After few days I decided to add additional seating area in the home office and contacted them again. The only reason was due to the good workmanship of the fitter who did the job. The designer guy visited the place again, sketched some designs and we agreed to go with one. I asked him to send exactly same fitter even if it takes longer. Three weeks later the same fitter came with new set of furniture. To both of our surprise, the designer messed with the measurement again. This time I didn’t get into any discussion, just asked him to take the stuff back and come with correct fitting, after 2 weeks the fitter came with right furniture and once again he did an excellent job. At this point I’ve already spent around £4k.

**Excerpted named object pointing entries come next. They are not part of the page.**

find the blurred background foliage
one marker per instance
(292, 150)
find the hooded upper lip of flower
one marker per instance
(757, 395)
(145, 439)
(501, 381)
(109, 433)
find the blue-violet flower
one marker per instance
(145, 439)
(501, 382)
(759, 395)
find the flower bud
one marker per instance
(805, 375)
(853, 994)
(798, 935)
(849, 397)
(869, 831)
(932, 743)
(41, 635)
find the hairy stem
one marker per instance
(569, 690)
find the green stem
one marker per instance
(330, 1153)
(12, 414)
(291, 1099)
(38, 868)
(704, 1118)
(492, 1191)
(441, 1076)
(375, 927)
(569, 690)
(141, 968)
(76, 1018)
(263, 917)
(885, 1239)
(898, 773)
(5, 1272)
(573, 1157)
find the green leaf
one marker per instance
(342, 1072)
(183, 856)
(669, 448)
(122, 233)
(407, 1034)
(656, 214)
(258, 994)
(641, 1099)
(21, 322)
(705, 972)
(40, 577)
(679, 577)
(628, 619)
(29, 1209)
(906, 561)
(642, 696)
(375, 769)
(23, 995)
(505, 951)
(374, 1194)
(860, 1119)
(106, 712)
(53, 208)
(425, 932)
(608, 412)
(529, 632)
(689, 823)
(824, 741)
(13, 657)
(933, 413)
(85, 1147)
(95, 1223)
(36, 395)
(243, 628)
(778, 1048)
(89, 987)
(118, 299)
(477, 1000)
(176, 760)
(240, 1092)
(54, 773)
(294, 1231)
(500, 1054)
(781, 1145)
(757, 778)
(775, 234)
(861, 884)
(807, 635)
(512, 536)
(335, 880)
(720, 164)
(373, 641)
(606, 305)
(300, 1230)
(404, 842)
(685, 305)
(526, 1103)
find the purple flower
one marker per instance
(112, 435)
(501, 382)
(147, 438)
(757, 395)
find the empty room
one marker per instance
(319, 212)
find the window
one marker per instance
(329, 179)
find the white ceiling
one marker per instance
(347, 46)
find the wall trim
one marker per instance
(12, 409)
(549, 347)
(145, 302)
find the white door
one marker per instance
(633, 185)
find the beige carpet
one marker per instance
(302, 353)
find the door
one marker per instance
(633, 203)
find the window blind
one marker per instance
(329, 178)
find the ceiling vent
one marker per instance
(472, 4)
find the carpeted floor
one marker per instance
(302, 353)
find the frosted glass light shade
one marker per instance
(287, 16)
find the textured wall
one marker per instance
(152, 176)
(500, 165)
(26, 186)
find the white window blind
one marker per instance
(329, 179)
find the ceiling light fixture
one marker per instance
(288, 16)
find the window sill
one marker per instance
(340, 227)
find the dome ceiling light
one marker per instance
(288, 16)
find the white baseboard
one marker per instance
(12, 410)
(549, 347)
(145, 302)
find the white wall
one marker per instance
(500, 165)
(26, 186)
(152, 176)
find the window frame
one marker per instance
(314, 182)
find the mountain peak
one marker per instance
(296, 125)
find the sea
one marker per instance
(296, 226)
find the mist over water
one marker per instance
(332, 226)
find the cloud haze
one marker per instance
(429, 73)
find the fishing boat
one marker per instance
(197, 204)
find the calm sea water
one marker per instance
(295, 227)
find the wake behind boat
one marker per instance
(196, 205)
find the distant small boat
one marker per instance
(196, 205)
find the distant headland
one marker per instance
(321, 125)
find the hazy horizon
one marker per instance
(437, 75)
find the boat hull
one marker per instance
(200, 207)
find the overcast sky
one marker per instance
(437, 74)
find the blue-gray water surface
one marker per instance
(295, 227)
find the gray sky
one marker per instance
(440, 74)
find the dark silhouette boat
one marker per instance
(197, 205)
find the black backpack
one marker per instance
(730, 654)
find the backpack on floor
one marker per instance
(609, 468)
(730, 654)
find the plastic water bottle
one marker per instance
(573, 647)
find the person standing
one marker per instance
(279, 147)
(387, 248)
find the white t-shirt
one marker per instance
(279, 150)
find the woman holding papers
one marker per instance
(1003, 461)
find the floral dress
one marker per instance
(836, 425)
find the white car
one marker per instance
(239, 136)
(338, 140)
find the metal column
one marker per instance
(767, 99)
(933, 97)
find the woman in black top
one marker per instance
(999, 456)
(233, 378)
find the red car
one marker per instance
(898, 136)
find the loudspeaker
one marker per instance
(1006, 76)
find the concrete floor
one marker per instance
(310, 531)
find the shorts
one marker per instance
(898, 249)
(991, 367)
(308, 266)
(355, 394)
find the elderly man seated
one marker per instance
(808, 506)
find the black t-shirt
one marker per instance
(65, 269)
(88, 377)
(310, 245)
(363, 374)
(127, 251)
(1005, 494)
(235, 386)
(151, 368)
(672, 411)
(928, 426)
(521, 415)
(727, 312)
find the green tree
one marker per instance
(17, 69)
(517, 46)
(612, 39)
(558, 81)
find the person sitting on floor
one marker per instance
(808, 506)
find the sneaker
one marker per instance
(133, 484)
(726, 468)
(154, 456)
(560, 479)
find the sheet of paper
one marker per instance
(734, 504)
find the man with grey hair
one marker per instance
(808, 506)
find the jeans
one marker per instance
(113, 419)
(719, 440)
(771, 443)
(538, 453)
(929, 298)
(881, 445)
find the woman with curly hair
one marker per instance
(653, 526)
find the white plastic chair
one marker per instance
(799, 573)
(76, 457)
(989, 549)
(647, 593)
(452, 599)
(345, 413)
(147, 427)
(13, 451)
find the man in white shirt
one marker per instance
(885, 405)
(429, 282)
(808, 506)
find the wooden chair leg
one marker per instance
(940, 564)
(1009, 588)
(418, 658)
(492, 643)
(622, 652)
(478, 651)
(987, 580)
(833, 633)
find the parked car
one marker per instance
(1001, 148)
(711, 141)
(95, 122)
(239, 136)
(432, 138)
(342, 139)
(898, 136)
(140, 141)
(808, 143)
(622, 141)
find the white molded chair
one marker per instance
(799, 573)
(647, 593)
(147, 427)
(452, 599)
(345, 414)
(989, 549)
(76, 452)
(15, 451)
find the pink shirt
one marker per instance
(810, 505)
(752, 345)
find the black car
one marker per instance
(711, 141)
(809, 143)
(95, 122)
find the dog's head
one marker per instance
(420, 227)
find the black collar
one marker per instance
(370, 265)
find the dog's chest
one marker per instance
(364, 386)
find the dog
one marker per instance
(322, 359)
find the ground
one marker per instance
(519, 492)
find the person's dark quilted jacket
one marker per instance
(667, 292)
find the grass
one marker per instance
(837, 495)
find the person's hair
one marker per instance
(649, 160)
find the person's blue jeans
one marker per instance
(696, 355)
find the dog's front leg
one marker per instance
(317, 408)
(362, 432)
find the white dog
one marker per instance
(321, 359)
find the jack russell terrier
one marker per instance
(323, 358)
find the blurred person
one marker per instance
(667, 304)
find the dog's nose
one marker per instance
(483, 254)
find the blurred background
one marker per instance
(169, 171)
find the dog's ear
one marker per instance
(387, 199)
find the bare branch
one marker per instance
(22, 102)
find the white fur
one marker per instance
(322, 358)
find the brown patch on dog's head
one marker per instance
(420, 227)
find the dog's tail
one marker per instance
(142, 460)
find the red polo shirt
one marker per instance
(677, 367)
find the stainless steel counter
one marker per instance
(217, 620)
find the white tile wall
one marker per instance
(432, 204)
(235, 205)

After few days I decided to do up our TV area, since it was cluttered with cable set up box, XBOX, DVD player, etc. I called the same company again (for the same reason the fitter Paul was really good and nice man). This time I received a treatment I’ve never expected. They asked me to measure the place myself and come and visit their showroom. If I can agree with the price, then they can come and do the actual measurement. This is bit unusual approach for a custom fitted bedroom company. They always visit the place to see the surroundings and give suggestions. I just sensed they are not ready to waste their time due to the size of the order. I still went ahead took the measurement myself and visited their office, the designer put some drawings and quoted a price of £543. I asked him to round it off to £500. He didn’t show any interest, and simply said can’t do it. That’s the end of the story. I left the place.